205. Dieu appelle Moïse du milieu d’un buisson qui brûle sans se consumer. Dieu dit à Moïse : " Je suis le Dieu de tes pères, le Dieu d’Abraham, le Dieu d’Isaac et le Dieu de Jacob " (Ex 3, 6). Dieu est le Dieu des pères, Celui qui avait appelé et guidé les patriarches dans leurs pérégrinations. Il est le Dieu fidèle et compatissant qui se souvient d’eux et de Ses promesses ; Il vient pour libérer leurs descendants de l’esclavage. Il est le Dieu qui par delà l’espace et le temps le peut et le veux et qui mettra Sa Toute Puissance en œuvre pour ce dessein.
Moïse dit à Dieu : " Voici, je vais trouver les Israélites et je leur dis : ‘Le Dieu de vos pères m’a envoyé vers vous’. Mais s’ils me disent : ‘quel est son nom ?’, que leur dirai-je ? " Dieu dit à Moïse : " Je Suis Celui qui Suis ". Et il dit : " Voici ce que tu diras aux Israélites : ‘Je suis’ m’a envoyé vers vous. (...) C’est mon nom pour toujours, c’est ainsi que l’on m’invoquera de génération en génération " (Ex 3, 13-15).

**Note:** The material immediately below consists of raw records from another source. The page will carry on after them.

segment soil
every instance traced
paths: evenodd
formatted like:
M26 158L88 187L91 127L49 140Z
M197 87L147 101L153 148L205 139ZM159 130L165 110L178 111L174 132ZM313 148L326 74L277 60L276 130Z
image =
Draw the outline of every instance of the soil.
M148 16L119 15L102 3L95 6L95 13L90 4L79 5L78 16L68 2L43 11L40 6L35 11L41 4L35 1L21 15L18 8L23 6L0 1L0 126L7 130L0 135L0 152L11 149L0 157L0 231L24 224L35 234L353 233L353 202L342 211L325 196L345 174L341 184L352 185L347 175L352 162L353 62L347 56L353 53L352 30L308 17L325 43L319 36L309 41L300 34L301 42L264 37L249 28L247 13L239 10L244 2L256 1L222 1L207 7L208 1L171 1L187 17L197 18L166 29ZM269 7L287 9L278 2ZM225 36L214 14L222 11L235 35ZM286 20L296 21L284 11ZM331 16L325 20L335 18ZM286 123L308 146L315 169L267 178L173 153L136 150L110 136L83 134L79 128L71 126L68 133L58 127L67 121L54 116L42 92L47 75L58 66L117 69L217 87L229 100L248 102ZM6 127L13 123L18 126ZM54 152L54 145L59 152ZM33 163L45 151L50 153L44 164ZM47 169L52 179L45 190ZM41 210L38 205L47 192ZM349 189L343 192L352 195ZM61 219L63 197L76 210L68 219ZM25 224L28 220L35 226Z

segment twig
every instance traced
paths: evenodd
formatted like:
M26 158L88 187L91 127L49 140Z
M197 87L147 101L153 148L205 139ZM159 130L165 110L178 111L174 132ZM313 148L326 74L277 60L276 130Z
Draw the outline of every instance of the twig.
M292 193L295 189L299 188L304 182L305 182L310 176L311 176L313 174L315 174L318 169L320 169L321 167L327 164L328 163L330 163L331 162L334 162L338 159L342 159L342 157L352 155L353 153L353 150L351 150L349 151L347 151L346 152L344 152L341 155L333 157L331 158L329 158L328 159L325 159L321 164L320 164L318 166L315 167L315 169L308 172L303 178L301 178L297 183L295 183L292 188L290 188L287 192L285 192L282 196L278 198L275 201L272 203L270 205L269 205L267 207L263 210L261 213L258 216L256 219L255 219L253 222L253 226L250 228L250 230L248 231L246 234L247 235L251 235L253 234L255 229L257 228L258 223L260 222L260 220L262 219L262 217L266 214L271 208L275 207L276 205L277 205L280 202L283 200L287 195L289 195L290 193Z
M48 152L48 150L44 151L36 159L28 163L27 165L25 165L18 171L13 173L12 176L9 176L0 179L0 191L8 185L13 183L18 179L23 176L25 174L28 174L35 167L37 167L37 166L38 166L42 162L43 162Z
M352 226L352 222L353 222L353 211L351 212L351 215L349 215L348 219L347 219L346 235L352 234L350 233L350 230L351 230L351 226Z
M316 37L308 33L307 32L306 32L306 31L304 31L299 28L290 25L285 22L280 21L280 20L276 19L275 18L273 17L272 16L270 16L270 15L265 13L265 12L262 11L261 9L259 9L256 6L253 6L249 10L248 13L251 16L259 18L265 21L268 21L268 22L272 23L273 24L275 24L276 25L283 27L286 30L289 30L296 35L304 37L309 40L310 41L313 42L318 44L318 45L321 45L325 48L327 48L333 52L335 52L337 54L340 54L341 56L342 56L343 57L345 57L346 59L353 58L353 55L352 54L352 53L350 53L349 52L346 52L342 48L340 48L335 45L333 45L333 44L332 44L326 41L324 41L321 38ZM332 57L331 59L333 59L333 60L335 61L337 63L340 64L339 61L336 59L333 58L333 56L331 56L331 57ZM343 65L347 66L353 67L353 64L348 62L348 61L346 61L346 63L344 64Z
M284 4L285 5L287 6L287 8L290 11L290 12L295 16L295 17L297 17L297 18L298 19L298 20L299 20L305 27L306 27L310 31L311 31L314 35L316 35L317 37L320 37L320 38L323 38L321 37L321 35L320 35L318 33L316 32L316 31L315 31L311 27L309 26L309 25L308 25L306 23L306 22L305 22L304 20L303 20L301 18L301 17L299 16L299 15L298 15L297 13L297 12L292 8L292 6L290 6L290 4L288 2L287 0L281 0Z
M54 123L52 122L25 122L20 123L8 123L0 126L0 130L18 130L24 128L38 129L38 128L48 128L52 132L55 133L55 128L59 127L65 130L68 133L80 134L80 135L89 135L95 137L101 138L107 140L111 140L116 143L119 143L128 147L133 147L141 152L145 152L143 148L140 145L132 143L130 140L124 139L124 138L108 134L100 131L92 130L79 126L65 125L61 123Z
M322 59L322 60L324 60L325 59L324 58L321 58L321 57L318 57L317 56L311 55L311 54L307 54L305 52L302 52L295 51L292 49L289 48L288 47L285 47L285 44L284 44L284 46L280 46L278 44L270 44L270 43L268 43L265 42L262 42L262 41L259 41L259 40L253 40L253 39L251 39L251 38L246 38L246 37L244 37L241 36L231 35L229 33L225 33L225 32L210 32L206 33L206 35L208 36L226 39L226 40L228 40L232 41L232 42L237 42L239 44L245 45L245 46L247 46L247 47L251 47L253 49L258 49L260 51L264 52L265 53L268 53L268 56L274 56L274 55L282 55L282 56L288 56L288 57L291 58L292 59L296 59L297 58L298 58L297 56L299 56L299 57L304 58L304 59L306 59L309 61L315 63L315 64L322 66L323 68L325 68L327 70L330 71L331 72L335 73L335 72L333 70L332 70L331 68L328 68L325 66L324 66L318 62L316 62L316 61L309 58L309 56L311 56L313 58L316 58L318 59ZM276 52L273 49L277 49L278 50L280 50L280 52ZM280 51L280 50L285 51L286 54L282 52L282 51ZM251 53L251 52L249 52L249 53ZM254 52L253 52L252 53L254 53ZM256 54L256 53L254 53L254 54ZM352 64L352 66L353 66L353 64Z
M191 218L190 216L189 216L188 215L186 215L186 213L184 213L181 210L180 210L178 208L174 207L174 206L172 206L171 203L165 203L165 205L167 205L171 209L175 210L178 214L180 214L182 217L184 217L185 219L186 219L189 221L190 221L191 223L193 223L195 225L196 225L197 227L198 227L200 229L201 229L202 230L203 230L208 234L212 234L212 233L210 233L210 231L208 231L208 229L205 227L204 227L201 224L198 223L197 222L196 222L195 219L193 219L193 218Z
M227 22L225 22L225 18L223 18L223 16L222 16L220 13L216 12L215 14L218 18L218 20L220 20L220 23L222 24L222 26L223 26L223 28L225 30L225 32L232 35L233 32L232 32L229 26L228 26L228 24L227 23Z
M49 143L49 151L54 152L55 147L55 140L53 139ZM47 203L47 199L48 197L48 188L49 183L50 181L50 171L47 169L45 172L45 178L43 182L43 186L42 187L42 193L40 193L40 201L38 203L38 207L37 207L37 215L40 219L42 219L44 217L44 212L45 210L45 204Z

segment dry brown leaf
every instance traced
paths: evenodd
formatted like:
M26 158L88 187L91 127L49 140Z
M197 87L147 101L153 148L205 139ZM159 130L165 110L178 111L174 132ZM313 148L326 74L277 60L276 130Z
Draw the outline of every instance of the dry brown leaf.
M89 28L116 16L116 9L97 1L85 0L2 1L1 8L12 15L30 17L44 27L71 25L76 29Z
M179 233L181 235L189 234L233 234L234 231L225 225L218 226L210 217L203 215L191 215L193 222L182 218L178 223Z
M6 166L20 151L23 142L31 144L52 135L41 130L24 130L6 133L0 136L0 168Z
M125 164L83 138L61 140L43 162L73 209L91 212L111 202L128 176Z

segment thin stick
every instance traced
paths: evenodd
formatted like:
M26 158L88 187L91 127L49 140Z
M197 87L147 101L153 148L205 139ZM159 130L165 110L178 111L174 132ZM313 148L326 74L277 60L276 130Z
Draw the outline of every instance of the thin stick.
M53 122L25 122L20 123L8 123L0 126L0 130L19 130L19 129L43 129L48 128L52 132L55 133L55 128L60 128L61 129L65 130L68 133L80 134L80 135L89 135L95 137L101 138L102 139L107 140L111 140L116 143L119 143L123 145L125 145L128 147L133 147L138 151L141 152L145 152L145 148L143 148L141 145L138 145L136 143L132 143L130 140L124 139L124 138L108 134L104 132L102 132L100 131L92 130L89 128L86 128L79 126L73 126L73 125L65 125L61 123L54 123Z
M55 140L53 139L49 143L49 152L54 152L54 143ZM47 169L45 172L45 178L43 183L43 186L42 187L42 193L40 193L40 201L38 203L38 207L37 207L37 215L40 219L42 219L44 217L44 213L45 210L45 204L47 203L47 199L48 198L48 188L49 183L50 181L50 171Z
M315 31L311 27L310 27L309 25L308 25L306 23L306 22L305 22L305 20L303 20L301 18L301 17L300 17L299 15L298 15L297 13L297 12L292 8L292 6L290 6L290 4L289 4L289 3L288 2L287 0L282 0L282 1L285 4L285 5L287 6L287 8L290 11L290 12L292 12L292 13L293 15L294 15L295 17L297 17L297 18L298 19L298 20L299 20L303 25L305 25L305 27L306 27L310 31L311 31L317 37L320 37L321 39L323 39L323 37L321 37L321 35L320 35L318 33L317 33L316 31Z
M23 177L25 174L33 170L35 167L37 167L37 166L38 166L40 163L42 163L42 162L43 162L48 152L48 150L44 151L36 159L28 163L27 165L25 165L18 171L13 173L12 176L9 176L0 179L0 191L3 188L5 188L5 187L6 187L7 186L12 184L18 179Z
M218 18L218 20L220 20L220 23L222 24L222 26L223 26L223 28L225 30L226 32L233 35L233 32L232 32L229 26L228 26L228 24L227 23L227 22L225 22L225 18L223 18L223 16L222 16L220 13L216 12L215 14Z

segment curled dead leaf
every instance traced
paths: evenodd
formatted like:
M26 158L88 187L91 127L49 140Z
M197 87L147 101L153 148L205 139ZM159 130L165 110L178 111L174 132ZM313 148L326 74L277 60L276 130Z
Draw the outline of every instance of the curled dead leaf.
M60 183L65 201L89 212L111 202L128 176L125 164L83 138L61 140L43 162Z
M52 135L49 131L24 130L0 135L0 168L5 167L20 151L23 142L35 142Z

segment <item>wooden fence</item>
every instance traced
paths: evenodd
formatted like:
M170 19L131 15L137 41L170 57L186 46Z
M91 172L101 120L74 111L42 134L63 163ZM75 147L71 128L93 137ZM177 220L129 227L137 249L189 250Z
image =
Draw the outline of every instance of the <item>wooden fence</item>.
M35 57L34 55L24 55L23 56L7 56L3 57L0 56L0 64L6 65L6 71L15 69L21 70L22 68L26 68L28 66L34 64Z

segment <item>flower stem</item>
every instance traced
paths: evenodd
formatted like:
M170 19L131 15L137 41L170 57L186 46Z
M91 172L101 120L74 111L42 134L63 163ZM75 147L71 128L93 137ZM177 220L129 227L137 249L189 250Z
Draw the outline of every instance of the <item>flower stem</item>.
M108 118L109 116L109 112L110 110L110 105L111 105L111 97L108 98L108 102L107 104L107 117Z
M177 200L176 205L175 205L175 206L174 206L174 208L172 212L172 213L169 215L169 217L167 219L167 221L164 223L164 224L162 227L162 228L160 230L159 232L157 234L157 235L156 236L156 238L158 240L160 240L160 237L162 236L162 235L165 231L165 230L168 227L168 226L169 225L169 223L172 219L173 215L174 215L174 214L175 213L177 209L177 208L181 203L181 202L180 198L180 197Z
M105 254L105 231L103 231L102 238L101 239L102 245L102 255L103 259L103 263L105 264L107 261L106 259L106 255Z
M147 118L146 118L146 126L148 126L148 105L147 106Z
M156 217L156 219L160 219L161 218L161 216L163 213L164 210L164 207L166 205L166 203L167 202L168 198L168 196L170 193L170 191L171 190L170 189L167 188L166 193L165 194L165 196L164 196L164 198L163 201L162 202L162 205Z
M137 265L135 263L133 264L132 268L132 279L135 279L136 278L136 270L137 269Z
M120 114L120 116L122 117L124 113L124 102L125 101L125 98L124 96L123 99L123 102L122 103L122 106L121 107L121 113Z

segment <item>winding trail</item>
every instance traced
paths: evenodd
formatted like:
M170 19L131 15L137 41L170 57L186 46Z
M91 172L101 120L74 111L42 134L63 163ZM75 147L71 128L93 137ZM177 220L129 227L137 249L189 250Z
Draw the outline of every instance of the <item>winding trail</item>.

206. En révélant Son nom mystérieux de YHWH, " Je Suis Celui qui Est " ou " Je Suis Celui qui Suis " ou aussi " Je Suis qui Je Suis ", Dieu dit Qui Il est et de quel nom on doit L’appeler. Ce nom Divin est mystérieux comme Dieu est mystère. Il est tout à la fois un nom révélé et comme le refus d’un nom, et c’est par là même qu’il exprime le mieux Dieu comme ce qu’Il est, infiniment au-dessus de tout ce que nous pouvons comprendre ou dire : Il est le " Dieu caché " (Is 45, 15), son nom est ineffable (cf. Jg 13, 18), et Il est le Dieu qui Se fait proche des hommes :
207. En révélant son nom, Dieu révèle en même temps sa fidélité qui est de toujours et pour toujours, valable pour le passé (" Je suis le Dieu de tes pères ", Ex 3, 6), comme pour l’avenir : (" Je serai avec toi ", Ex 3,12). Dieu qui révèle son nom comme " Je suis " se révèle comme le Dieu qui est toujours là, présent auprès de son peuple pour le sauver.
208. Devant la présence attirante et mystérieuse de Dieu, l’homme découvre sa petitesse. Devant le buisson ardent, Moïse ôte ses sandales et se voile le visage (cf. Ex 3, 5-6) face à la Sainteté Divine. Devant la gloire du Dieu trois fois saint, Isaïe s’écrie : " Malheur à moi, je suis perdu ! Car je suis un homme aux lèvres impures " (Is 6, 5). Devant les signes divins que Jésus accomplit, Pierre s’écrie : " Éloigne-toi de moi, Seigneur, car je suis un pécheur " (Lc 5, 8). Mais parce que Dieu est saint, Il peut pardonner à l’homme qui se découvre pécheur devant lui : " Je ne donnerai pas cours à l’ardeur de ma colère (...) car je suis Dieu et non pas homme, au milieu de toi je suis le Saint " (Os 10, 9). L’apôtre Jean dira de même : " Devant Lui nous apaiseront notre cœur, si notre cœur venait à nous condamner, car Dieu est plus grand que notre cœur, et Il connaît tout " (1 Jn 3, 19-20).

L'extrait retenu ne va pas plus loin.